Because he wasn't passive; he was planning another attack, another strike against the state, and this time one that would allow him revenge upon his most hated foe, the Duke of Ormonde.
Blood had supposedly hated Ormonde since his original uprising back in Ireland.
He sought revenge against the noble (who was no longer Lord Lieutenant of Ireland but has returned to England).
For months he had watched Ormonde. He knew he liked to spend much time out drinking and socialising, returning home late at night, with only a small body of footmen at his side. On the 6th of December 1670, Blood struck out of the blue.
The Duke of Ormond was taking a carriage back to his home, Clarendon House, and was travelling down St James Street, when Blood, together with five other men (including his son in law Thomas Hunt) attacked the coach.
The attack was quick and brutal- the footmen were waylaid and Ormond was captured and bound. A note was pinned to his chest which explained why he was being executed, and the confederates sped along Piccadilly taking the Duke towards the infamous Tyburn tree, Londons great place of execution.
The plan was to drag him there, string him up and allow the authorities find him in the morning... the story goes Blood rode ahead to secure Tyburn while his companions took the Duke under armed guard to the place of execution. Ormonde's men regrouped however and a high speed chase now took place as the kidnappers raced down Piccadilly, Ormonde's men in pursuit. The Duke managed to free himself and got away; the pursuit was too close and the kidnappers had to flee rather than try to go after him again.
They had failed. The next day a reward of £1000 was listed for any and all information as to who the kidnappers were, and for now, because they were masked, Blood was not named as responsible.
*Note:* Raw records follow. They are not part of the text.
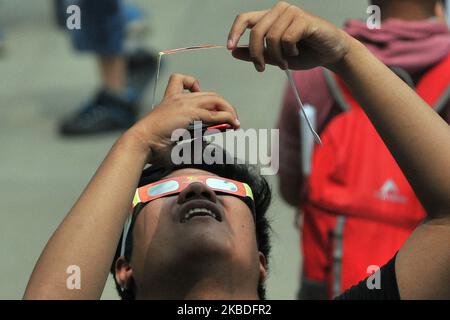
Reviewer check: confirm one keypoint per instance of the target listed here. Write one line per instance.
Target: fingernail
(258, 67)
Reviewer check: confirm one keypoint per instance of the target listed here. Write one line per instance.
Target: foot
(105, 113)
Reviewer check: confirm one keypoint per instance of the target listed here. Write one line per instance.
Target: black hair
(262, 196)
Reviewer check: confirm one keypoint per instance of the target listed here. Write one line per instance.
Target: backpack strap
(434, 87)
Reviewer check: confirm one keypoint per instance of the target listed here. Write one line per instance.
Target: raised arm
(89, 234)
(417, 137)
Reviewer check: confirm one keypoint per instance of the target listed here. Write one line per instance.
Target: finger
(240, 24)
(244, 55)
(212, 102)
(217, 103)
(291, 37)
(275, 33)
(258, 34)
(180, 82)
(217, 117)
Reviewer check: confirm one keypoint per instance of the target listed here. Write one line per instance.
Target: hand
(177, 110)
(295, 39)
But the attempted kidnapping of Ormonde revealed a whole new dimension to Blood's story.
(Piccadilly- where the kidnapping was attempted)
The Discreet Servant
The next day Ormonde's son publicly stated that the kidnappers (whomever they were) had been working for/in the service of Lord Ormond's greatest courtly rival, The Duke of Buckingham.
In fact he actually said if his father was murdered, he would personally shoot Buckingham himself.
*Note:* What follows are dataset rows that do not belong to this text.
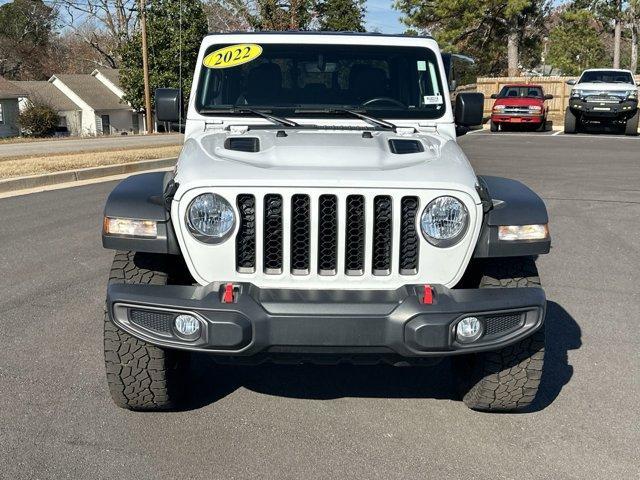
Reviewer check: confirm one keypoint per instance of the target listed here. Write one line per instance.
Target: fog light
(468, 329)
(187, 325)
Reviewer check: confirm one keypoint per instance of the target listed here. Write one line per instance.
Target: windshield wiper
(277, 120)
(378, 122)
Oddly enough... he may well have been telling the truth. From all the notes on Blood we suspect he had met Buckingham around 1662 when he was over in the Netherlands. Either he met him there or met him during secret trips to London.
Buckingham seems to have been Blood's secret patron. One wonders how many of Blood's exploits had been possible because the Duke of Buckingham had been pulling strings behind the scenes for him.
The rumour was that whenever anyone annoyed Buckingham, he would have Blood seek them out to correct them/duel them. If Blood was a spy, then he was Buckinghams spy.
But when you realise who Buckingham was- that changes everything.
The 2nd Duke of Buckingham
George Villiers, 2nd Duke of Buckingham is often mistaken for his father, also called George.
THAT Duke of Buckingham is the one mentioned by Dumas in the Three Musketeers, with the whole jewels/secret affairs: Lady D'Winter stuff.
No, this is his son, also called George. He also is mentioned in Dumas musketeer books (The Vicomte of Bragelonne: Ten Years Later (the massive second sequel to The Three Musketeers, whose third part, The Man In the Iron Mask is most well known), but that is by the by...
The main thing about the 2nd Duke was he was a favourite at King James II court. He had come up with the 'Merry Gang'- a bunch of nobles famed for being very intelligent, able to drink most folks under the table, and with ferocious sexual appetites.